Foveavirus

Virus classification
- (unranked): Virus
- Realm: Riboviria
- Kingdom: Orthornavirae
- Phylum: Kitrinoviricota
- Class: Alsuviricetes
- Order: Tymovirales
- Family: Betaflexiviridae
- Subfamily: Quinvirinae
- Genus: Foveavirus

= Foveavirus =

Genus of viruses

Foveavirus is a genus of viruses in the order Tymovirales, in the family Betaflexiviridae. Plants serve as natural hosts. There are 13 species in this genus. Diseases associated with this genus include: mosaic and ringspot symptoms.

==Taxonomy==
The following species are assigned to the genus, listed by scientific name and followed by the exemplar virus of the species:
- Foveavirus alphavitis, Grapevine foveavirus A
- Foveavirus betavii, Cherry virus B
- Foveavirus duoasiaticum, Asian prunus virus 2
- Foveavirus latensarmeniacae, Apricot latent virus
- Foveavirus mali, Apple stem pitting virus
- Foveavirus mumeae, Prunus mume chlorotic leaf curl-associated virus
- Foveavirus persicae, Peach chlorotic mottle virus
- Foveavirus rupestris, Grapevine rupestris stem pitting-associated virus
- Foveavirus tafvitis, Grapevine virus T
- Foveavirus tetracamelliae, Camellia ringspot associated virus 4
- Foveavirus unasiaticum, Asian prunus virus 1
- Foveavirus unicanadense, Rubus canadensis virus 1
- Foveavirus unirubi, Rubus virus 1

==Structure==
Viruses in Foveavirus are non-enveloped, with flexuous and filamentous geometries. The diameter is around 12-13 nm. Genomes are linear, around 8.4-9.3kb in length. The genome codes for 5 proteins.

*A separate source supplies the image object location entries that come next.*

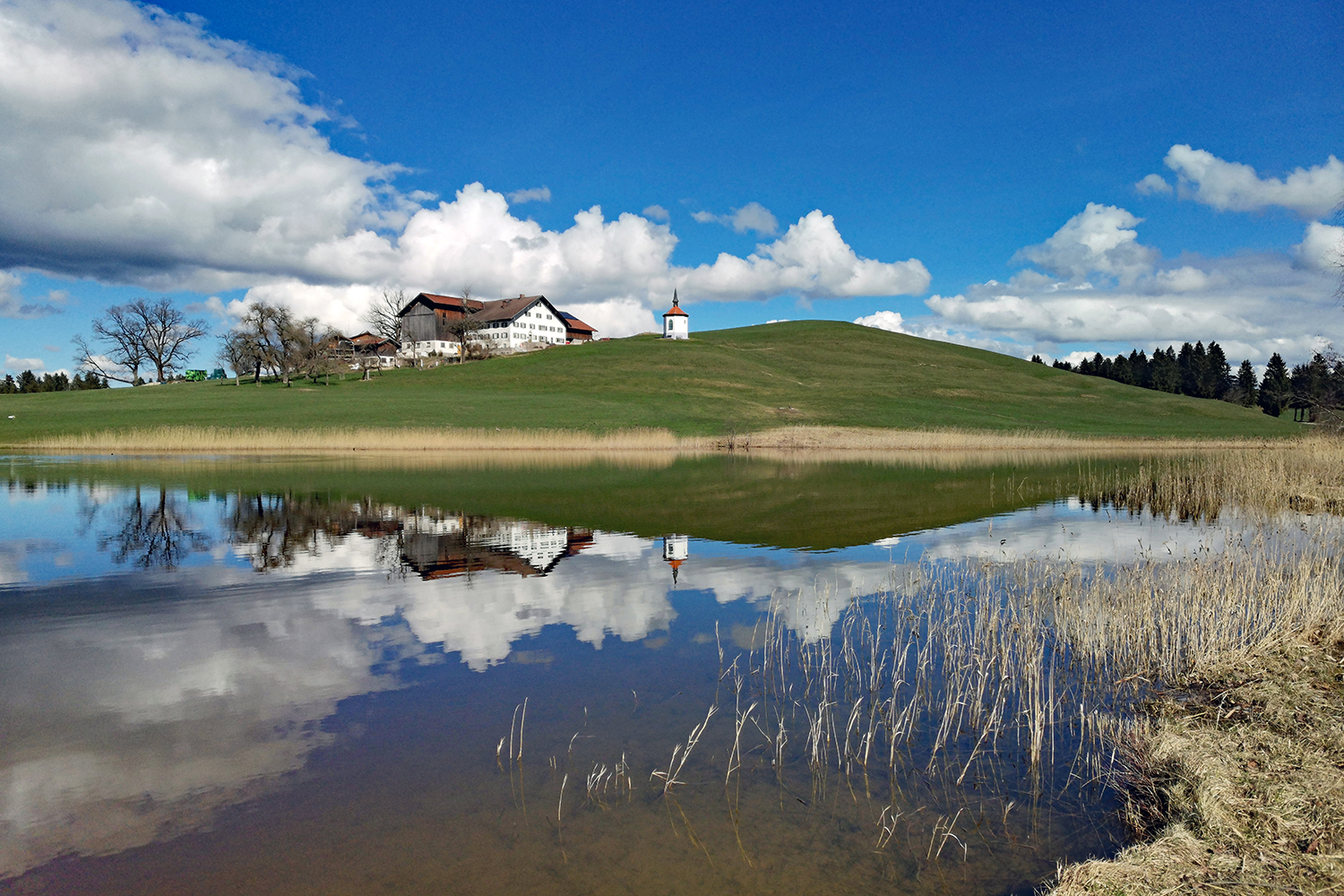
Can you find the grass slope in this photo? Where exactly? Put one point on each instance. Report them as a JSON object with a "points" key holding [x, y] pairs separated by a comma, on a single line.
{"points": [[745, 500], [804, 373]]}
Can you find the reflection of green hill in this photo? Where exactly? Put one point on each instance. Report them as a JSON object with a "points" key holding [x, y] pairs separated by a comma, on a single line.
{"points": [[803, 373], [728, 498]]}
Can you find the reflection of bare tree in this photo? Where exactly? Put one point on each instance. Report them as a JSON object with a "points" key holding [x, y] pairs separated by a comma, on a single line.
{"points": [[276, 528], [153, 533]]}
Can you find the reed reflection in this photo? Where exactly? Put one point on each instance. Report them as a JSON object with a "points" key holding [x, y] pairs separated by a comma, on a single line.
{"points": [[148, 532]]}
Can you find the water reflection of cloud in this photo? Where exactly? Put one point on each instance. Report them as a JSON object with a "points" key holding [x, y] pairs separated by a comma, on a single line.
{"points": [[123, 723], [145, 716]]}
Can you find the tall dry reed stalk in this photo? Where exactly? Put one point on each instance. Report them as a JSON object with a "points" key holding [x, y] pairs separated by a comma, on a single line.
{"points": [[957, 668], [1305, 474]]}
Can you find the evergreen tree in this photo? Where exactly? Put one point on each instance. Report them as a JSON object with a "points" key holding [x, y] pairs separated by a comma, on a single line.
{"points": [[1247, 387], [1276, 390], [1139, 368], [1164, 371], [1217, 374], [1120, 371]]}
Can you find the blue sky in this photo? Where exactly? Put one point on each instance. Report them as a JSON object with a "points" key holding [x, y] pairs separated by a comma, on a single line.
{"points": [[959, 171]]}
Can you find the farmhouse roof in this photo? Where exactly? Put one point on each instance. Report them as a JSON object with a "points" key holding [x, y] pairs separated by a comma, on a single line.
{"points": [[443, 303], [575, 324], [507, 309]]}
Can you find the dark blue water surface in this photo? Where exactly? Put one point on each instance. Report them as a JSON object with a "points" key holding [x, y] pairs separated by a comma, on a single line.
{"points": [[266, 692]]}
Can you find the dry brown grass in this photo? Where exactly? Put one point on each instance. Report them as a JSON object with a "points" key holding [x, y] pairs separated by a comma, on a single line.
{"points": [[1247, 764], [1239, 770], [222, 440], [957, 440], [1305, 474]]}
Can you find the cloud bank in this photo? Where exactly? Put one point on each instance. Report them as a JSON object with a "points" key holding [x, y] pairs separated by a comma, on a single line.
{"points": [[140, 148], [1228, 185]]}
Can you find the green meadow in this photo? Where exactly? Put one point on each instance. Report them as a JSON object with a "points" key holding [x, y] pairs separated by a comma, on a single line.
{"points": [[722, 497], [747, 379]]}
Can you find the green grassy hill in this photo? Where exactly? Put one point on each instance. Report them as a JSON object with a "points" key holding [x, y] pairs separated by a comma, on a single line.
{"points": [[806, 373]]}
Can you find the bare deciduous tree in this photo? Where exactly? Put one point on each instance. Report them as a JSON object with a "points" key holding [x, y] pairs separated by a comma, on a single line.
{"points": [[383, 314], [137, 333], [464, 328], [239, 352], [118, 336]]}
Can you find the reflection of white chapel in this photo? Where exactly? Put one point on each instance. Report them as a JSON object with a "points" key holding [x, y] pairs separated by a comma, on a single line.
{"points": [[676, 548], [676, 324]]}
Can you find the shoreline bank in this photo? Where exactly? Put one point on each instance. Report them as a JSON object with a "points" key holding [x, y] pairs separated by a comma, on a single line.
{"points": [[1236, 780], [194, 440]]}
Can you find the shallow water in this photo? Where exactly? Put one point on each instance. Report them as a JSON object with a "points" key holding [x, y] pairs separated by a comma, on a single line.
{"points": [[217, 683]]}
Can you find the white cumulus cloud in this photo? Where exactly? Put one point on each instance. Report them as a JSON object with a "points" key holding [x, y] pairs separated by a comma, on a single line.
{"points": [[1322, 247], [19, 365], [1101, 239], [140, 148], [13, 304], [534, 195], [753, 217], [615, 274], [1228, 185], [1152, 185], [1107, 288]]}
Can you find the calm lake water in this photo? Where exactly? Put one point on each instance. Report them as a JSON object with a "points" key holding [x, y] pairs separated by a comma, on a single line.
{"points": [[467, 675]]}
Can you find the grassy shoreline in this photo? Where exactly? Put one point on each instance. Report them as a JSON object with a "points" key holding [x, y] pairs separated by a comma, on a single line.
{"points": [[417, 440], [754, 379]]}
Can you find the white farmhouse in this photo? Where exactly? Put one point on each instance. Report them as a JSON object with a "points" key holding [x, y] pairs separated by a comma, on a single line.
{"points": [[676, 324], [527, 322], [507, 325]]}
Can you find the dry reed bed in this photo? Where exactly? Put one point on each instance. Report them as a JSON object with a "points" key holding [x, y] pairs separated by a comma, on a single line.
{"points": [[960, 675], [226, 440], [957, 440], [1239, 780], [1305, 474]]}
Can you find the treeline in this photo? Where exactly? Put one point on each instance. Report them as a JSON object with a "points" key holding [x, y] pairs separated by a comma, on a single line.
{"points": [[1308, 390], [29, 382]]}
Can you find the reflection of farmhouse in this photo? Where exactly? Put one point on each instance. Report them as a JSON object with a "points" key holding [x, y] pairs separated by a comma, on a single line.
{"points": [[464, 544], [676, 548], [505, 325]]}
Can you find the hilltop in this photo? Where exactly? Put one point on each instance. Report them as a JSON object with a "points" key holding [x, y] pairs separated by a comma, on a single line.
{"points": [[746, 379]]}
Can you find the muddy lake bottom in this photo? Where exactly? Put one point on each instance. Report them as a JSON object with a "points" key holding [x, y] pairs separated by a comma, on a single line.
{"points": [[233, 688]]}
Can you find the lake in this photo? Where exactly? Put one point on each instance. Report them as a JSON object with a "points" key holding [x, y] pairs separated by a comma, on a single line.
{"points": [[547, 673]]}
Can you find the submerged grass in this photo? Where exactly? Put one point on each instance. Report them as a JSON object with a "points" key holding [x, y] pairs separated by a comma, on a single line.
{"points": [[1204, 689]]}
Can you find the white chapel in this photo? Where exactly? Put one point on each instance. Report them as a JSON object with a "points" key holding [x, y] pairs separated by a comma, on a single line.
{"points": [[676, 324]]}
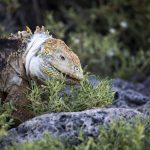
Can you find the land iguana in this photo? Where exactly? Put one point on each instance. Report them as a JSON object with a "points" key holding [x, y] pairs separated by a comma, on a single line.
{"points": [[38, 56]]}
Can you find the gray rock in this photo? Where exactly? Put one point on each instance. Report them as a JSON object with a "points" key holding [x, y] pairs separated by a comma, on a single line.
{"points": [[66, 125], [130, 100]]}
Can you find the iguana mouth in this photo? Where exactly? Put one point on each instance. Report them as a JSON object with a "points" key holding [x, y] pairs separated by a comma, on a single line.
{"points": [[68, 79]]}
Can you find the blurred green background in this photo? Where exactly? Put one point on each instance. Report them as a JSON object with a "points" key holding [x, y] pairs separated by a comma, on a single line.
{"points": [[111, 38]]}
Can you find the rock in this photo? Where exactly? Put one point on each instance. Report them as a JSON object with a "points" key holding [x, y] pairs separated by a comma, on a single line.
{"points": [[130, 100], [66, 125]]}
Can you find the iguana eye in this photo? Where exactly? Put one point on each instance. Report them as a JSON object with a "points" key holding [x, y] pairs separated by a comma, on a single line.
{"points": [[76, 68], [62, 57]]}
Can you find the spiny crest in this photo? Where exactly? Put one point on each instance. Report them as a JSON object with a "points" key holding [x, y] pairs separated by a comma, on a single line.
{"points": [[28, 33], [52, 45]]}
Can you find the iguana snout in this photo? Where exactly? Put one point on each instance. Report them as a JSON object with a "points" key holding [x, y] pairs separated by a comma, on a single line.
{"points": [[48, 57]]}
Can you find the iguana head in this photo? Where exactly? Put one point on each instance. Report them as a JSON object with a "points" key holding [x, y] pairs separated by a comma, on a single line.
{"points": [[46, 57]]}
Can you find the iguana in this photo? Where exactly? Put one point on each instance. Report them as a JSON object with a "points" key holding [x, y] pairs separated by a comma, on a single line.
{"points": [[27, 56]]}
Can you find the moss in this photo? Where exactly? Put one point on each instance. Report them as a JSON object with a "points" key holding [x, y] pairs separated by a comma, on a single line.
{"points": [[52, 97], [118, 135], [5, 117]]}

| Genus | Structure | Symmetry | Capsid | Genomic arrangement | Genomic segmentation |
|---|---|---|---|---|---|
| Foveavirus | Filamentous |  | Non-enveloped | Linear | Monopartite |

==Life cycle==
Viral replication is cytoplasmic, and is lysogenic. Entry into the host cell is achieved by penetration into the host cell. Replication follows the positive stranded RNA virus replication model. Positive stranded RNA virus transcription is the method of transcription. The virus exits the host cell by tripartite non-tubule guided viral movement. Plants serve as the natural host. Transmission routes are grafting.

| Genus | Host details | Tissue tropism | Entry details | Release details | Replication site | Assembly site | Transmission |
|---|---|---|---|---|---|---|---|
| Foveavirus | Plants | None | Viral movement; mechanical inoculation | Viral movement | Cytoplasm | Cytoplasm | Grafting |

==History==
Foveavirus was accepted as a genus in 1998. In 2004, it was assigned to the family Flexiviridae and reassigned to the family Betaflexiviridae in 2009. Within Betaflexiviridae, Foveavirus was assigned to the subfamily Quinvirinae in 2016.